Synopsis: When Keitaro was little, he made an oath to his childhood sweetheart. He promised that when they grew up, they would go to Tokyo University together and be happy. Alas, she moved away a short time after. Keitaro is now college age. The problem is, he had already forgotten the name of the little girl he had made the promise to! To top it off, he also flunked the Tokyo U entrance exam. But Keitaro's luck is about to change... for his grandma just granted him every hot-blooded guy's dream job -- to be the manager of Hinata Sou, an all-girl dormitory! The roster of tenants includes the studious and rather violent Naru, another Tokyo U hopeful; Kitsune, who's mainly interested in money, parties, and making mischief; Motoko, the short-tempered turtle-phobic kendo master; Shinobu, the shy junior high student who's also Hinata Sou's resident cook; and Kaolla, the mysterious foreigner who's fond of inventing various mechanical gadgets. Could one of them possibly be the girl Keitaro made a promise to fifteen years ago? More importantly, will Keitaro succeed in his third try for Tokyo U?
Review: Love Hina is a 25-episode TV series based on the manga by Ken Akamatsu. Now the first thing that grabbed my attention about Love Hina was the ultra-cute and ultra-perky opening sequence and song "Sakurasaku" (sung by no less than anime seiyuu-dom's darling, Megumi Hayashibara). Yet even so, getting addicted to Love Hina was the last thing I expected. I won't beat around the bush here. I love, as in positively adore, this series! Something hilarious erupts almost every episode, which in turn would have me laughing my butt off (at the risk of seeming like a total lunatic) in front of the TV. It's that funny.
The humor and hijinks start as soon as Keitaro takes on the job of managing Hinata Sou. Not only does Keitaro have to keep the place nice and orderly, he has to contend with the varying temperaments of his female tenants as well. Then there are the Tokyo U exams and the possibility that one of the girls being his elusive childhood sweetheart... Keitaro's life promises to be a lot more exciting in the days to come.
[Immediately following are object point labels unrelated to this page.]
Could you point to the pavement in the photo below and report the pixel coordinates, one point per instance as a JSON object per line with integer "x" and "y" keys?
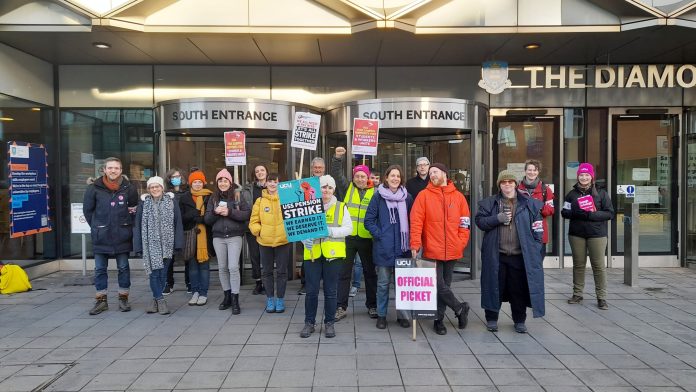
{"x": 644, "y": 342}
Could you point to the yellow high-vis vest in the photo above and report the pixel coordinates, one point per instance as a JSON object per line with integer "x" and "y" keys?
{"x": 357, "y": 209}
{"x": 330, "y": 248}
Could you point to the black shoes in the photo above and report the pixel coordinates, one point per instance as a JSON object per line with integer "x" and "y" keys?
{"x": 463, "y": 316}
{"x": 440, "y": 328}
{"x": 226, "y": 300}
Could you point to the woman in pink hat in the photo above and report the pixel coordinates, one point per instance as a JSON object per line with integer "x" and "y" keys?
{"x": 588, "y": 208}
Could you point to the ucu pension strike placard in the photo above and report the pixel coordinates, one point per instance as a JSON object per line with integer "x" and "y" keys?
{"x": 416, "y": 289}
{"x": 302, "y": 208}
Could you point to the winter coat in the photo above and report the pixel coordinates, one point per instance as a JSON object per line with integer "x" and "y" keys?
{"x": 415, "y": 185}
{"x": 178, "y": 227}
{"x": 440, "y": 222}
{"x": 386, "y": 236}
{"x": 266, "y": 221}
{"x": 232, "y": 225}
{"x": 529, "y": 231}
{"x": 548, "y": 207}
{"x": 583, "y": 223}
{"x": 190, "y": 216}
{"x": 108, "y": 217}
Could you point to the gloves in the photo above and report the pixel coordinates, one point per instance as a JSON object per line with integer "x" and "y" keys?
{"x": 503, "y": 217}
{"x": 308, "y": 243}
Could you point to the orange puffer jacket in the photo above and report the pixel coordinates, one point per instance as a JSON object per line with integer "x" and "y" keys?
{"x": 440, "y": 222}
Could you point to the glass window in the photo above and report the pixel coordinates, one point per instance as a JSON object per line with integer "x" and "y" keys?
{"x": 89, "y": 137}
{"x": 25, "y": 121}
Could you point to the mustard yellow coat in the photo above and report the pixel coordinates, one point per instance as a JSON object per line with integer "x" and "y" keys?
{"x": 266, "y": 221}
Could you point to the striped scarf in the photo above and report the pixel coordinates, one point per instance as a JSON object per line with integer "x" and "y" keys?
{"x": 157, "y": 230}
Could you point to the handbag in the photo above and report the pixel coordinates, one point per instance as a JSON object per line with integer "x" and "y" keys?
{"x": 189, "y": 244}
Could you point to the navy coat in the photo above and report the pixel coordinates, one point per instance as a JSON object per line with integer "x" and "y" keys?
{"x": 108, "y": 217}
{"x": 386, "y": 236}
{"x": 528, "y": 212}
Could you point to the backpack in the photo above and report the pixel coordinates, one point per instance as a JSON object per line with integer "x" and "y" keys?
{"x": 13, "y": 279}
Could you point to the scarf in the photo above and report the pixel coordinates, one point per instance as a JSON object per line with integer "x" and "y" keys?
{"x": 157, "y": 230}
{"x": 396, "y": 203}
{"x": 202, "y": 236}
{"x": 112, "y": 185}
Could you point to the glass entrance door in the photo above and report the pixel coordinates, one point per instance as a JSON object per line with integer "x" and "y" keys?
{"x": 645, "y": 155}
{"x": 519, "y": 138}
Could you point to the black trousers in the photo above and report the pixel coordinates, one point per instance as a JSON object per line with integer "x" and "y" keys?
{"x": 513, "y": 287}
{"x": 363, "y": 247}
{"x": 445, "y": 296}
{"x": 254, "y": 256}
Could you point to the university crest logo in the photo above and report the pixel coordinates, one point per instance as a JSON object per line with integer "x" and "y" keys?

The character designs are superb. Not only do they look great, they are well thought of as well -- each having his/her own corresponding personal background and place in the story. Each one is quirky in his/her own way, and they are constantly getting themselves into the wackiest situations. There is never a dull moment at the Hinata Sou. In fact, one of the most remarkable things about Love Hina is how the plot continues to fall into place episode by episode, despite all the comedy that ensues. The ending is open-ended though, but who Keitaro is eventually going to end up with is confirmed in the Love Hina Christmas Special.
The art and animation are nothing short of spectacular -- very crisp, clear, and colorful. I heard that Love Hina's animation is fully digital, and that computers were used all throughout (which will probably explain why there isn't a single Love Hina production cel anywhere on the net). I was actually surprised by that bit of info because the whole series doesn't really sport a computer-generated look. The Japanese voices are extremely well-cast. Everyone sounds good, and the voices fit the characters perfectly.
Love Hina is easily one of the best romantic comedies around. Highly recommended.
Miscellanies: Almost everyone who has watched the anime and read the manga agree that the manga is a whole lot better.